Habiendo sido derribado en verano el Muro de Berlín había en Alemania una buena cantidad de gente que recorría las calles del país embistiendo con furia contra los símbolos del régimen socialista que agonizaba. Y uno de los símbolos más potentes de ese régimen era la Stasi, la famosa policía política de la República Democrática Alemana o Alemania Oriental. A los cuarteles de la Stasi en Dresde se dirigió entonces una turba con fines de saquear el lugar, prenderlo fuego, dar escarmiento. En eso estaban cuando alguien se acordó de que al otro lado de la calle había otro cuartel: el de la KGB. Ese era evidentemente un bocado aún más jugoso para quienes clamaban por ese tipo de venganza que a veces viene envuelto en el paquete de la reparación histórica.
Un grupo que según la crónica era bastante numeroso se separó entonces de la multitud enfurecida y se dirigió a las puertas del edificio de la KGB, a ver si había allí algo para romper, alguien para linchar o posiblemente ambas cosas a la vez. Al ver venir la tormenta el guardia alemán que estaba de turno “se las tomó” para la casa y dejó la zona liberada para el descalabro.
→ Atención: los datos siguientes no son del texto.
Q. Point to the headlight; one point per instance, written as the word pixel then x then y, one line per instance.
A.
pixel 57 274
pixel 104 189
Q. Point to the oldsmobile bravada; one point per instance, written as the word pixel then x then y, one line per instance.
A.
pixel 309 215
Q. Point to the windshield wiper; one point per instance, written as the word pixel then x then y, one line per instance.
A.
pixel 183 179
Y dicho descalabro en efecto habría sido si no fuera por la intervención del joven espía, el que casualmente también estaba de turno ese día y fue al encuentro del grupo de vándalos que a esa altura ya estaba a punto de tomar el edificio por asalto. Lo que Vladimir Putin hizo a continuación podría ser la metáfora o la explicación de toda su acción política posterior.
“No traten de entrar por la fuerza al edificio”, habría dicho Putin en un alemán aprendido en sus años de servicio, más que suficiente para hacerse entender en una situación como esa. “Mis camaradas adentro están armados y tienen autorización para usar sus armas en caso de emergencia”. Aquel era un claro caso de emergencia, como se ve, razón por la que a los manifestantes les pareció una mejor idea ir retirándose de la escena. Podrían haber entrado a romper todo, pero al costo de un tiroteo infernal en el que los camaradas de Putin bajarían a varios muñecos antes de ser linchados y eso no era conveniente ni para los alemanes ni para los soviéticos.
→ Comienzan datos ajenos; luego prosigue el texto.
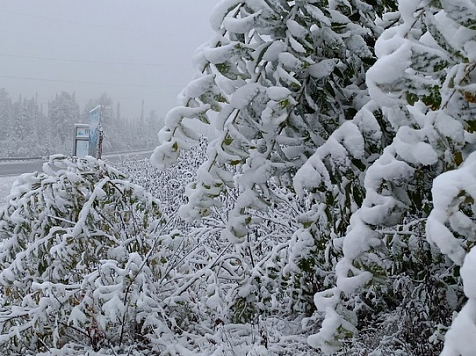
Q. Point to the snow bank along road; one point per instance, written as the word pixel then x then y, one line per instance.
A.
pixel 15 168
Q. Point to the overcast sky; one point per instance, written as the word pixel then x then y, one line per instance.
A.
pixel 130 49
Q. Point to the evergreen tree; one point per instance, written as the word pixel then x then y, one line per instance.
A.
pixel 63 113
pixel 284 78
pixel 423 81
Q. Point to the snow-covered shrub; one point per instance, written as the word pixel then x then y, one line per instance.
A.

El caso es que esa hazaña de Putin, la de haber disuadido a una pequeña multitud enfurecida tan solo con postura y discurso, pudo haber sido lo que en lengua inglesa se llama un “bluff”: los camaradas armados y autorizados a disparar en caso de emergencia probablemente ni siquiera estaban allí, puesto que la KGB se encontraba en plena retirada al colapsar el régimen socialista en Alemania. La hipótesis de que Putin estaba solo o acompañado por muy pocos efectivos ese día podría corroborarse con la observación de la actitud del guardia de seguridad alemán, quien optó por huir y no por replegarse hacia la fortaleza. Un “bluff”, una amenaza con una respuesta de igual o superior magnitud al daño que se quiere perpetrar para evitar el daño.
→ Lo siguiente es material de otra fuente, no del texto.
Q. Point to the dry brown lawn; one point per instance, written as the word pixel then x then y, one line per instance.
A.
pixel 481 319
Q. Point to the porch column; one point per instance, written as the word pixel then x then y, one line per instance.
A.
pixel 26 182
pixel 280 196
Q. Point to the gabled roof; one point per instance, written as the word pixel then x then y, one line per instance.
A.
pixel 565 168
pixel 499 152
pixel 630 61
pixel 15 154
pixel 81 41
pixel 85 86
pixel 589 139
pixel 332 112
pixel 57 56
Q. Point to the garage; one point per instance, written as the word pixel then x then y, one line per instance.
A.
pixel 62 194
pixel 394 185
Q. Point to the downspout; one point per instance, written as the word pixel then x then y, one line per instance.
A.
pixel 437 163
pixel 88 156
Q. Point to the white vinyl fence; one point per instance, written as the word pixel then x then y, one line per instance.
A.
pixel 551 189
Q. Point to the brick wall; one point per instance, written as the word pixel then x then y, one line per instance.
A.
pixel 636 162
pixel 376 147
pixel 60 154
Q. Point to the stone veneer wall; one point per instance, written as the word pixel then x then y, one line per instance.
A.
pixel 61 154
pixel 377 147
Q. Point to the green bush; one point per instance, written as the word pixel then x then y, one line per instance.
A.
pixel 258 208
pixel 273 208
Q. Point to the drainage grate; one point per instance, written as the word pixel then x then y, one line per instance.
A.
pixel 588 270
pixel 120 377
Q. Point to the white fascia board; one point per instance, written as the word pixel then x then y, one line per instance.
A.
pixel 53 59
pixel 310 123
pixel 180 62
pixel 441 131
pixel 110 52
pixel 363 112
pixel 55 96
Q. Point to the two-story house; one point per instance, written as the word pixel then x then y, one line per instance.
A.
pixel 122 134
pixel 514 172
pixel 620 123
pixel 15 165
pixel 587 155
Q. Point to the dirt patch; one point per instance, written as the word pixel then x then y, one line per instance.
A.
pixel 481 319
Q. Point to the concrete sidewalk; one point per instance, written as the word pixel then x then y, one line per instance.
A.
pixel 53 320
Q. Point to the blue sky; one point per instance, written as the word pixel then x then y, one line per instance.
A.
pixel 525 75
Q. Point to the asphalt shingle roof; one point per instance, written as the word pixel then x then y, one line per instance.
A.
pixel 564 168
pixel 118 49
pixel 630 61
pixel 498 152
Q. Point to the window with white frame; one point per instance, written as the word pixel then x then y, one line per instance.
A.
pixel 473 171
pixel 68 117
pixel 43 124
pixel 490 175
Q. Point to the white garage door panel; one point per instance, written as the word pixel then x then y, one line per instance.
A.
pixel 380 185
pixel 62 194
Pero sin que dicha respuesta sea factible, por supuesto. Putin fue ese día lo suficientemente convincente ante la multitud de potenciales agresores como para disuadirlos. A continuación, volvió a meterse y tomó el teléfono para comunicarse con la unidad de tanques soviéticos que en esos días estaba estacionada en Dresde para pedir protección. El propio Putin, unos años más tarde, habría de revelar que la respuesta a esa solicitud fue un “no podemos hacer nada sin órdenes de Moscú y Moscú está en silencio”. Les habían soltado la mano a los agentes de la KGB en Alemania, en un síntoma muy fuerte de la disolución que estaba por venir.
Moscú estaba en silencio y entonces había que ir a Moscú a hacerse cargo, lo que efectivamente hizo Putin a partir del incidente de Dresde, luego de quemar una buena cantidad de papeles. Cuando la KGB se disolvió en 1991 y en medio a la disolución de la Unión Soviética como un todo, Putin se metió en política no por el costado del espionaje, sino por el de la administración de lo público. Después de ocupar varios cargos en San Petersburgo (llamada Leningrado en tiempos de los soviéticos), su ciudad natal, Putin llegó al gobierno nacional y allí empezó a escalar hasta ganarse la confianza de Boris Yeltsin, quien por ironía del destino lo ubicó —entre muchos otros cargos a lo largo de cuatro años— como director del Servicio Federal de Seguridad (FSB, por sus siglas en ruso), la agencia de espionaje que sucedió a la KGB tras la disolución de la Unión Soviética.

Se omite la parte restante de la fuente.